Clean energy firm Iberdrola Renovables has begun testing of a wave energy pilot plant in Santona, in the Spanish province of Cantabria, which the company claims will become the first of this kind to be installed in Europe.

Iberdrola Renovables said that it has begun onshore testing of the operation of the internal Power Take Off (PTO) units of the buoy, which are manufactured in the US. The PTO is the unit through which wave energy is captured and processed for storage before eventually being transmitted.

The tests consist of the inspection of the components, evaluation of the individual functions of each of the systems and a final resistance test, in which the units are inter-connected and the real operating conditions the buoy will have to face in the sea are simulated, at varying surge intensities.
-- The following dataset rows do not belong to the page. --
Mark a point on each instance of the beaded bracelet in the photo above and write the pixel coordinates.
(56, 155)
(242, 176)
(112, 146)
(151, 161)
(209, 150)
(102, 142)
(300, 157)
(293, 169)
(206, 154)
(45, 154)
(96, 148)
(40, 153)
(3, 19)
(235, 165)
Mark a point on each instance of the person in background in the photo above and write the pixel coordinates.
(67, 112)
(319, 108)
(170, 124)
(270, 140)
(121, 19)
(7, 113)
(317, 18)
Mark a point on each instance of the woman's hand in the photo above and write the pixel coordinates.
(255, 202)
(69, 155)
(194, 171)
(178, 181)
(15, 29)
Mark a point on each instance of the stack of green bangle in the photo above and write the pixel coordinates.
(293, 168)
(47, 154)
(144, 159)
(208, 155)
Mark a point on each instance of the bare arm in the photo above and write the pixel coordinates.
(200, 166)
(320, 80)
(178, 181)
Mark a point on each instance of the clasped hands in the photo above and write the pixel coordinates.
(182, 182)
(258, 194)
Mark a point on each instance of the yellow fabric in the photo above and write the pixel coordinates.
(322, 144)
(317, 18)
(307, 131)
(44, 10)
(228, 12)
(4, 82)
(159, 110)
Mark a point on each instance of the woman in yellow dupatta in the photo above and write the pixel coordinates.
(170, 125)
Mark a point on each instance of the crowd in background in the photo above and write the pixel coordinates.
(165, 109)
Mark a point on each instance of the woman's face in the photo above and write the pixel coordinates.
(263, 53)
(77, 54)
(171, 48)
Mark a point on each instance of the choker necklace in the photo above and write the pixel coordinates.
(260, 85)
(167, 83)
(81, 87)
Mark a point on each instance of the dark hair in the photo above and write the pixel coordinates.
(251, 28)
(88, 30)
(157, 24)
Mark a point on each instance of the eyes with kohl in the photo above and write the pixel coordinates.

After completing the necessary formalities, Iberdrola Renovables will conclude the PTO testing phase and then deploy the buoy out to the sea, depending on weather conditions, with the goal of going operational in the first half of 2008.

The installation will be located 4km from the coast of Santona and will comprise 10 buoys. In the first phase a 10m long 40kW buoy will be anchored to the seabed some 50m down. The budget for the first phase, which includes the marine electrical infrastructure, comes to some E3 million. The remaining nine buoys, planned for a later phase, will have an initial capacity of 125kW.